Father Alec Reid, a key figure in the Irish peace process, has died.

He was the first to bring together Gerry Adams and John Hume, two nationalist leaders bitterly opposed to each other, in what became known as the Hume/Adams dialogue.

The negotiations were held at Clonard Monastery in Belfast and were hugely significant to the ultimate success of the peace process. Reid was a native of Tipperary and he continued to play a leading role throughout the process.

He died in a Dublin hospital on Friday, aged 82.

Sinn Fein president Gerry Adams said the Clonard monastery, Fr Reid's base in west Belfast during the Troubles, was "the cradle of the peace process."

"I feel deeply saddened. I have not absorbed it yet. I knew him for the last 40 years," he said.

"He was also a very good friend of mine, of my wife, of my family.
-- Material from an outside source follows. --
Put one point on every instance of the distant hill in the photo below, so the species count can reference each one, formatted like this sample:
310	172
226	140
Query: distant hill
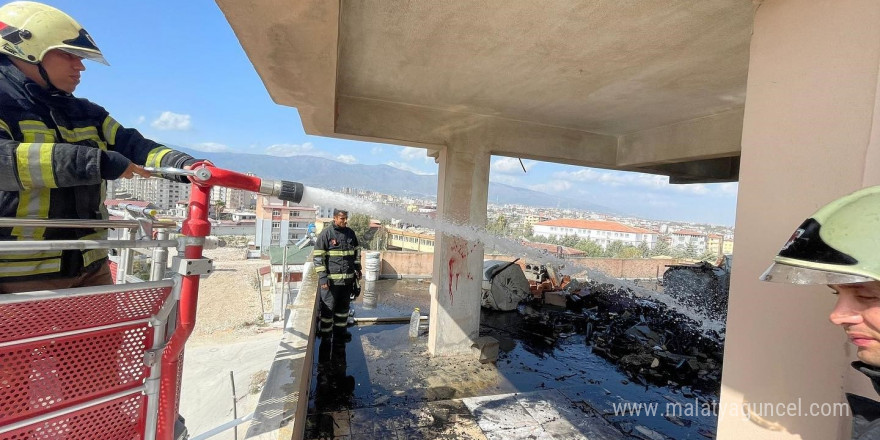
327	173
"What Alec Reid did was, he lived the gospel message. He developed a view which was contrary to the official view, that there had to be dialogue, and he was tenacious."

Northern Ireland Secretary of State Theresa Villiers, stated: "I heard with sadness of the death of Fr Reid.

"We all owe a debt of gratitude to him for the role he played in the peace and reconciliation process in Northern Ireland."

SDLP leader Alasdair McDonnell said: "His death reminds us that we haven't quite reached completion in terms of the peace process and we must redouble our efforts to achieve a lasting settlement."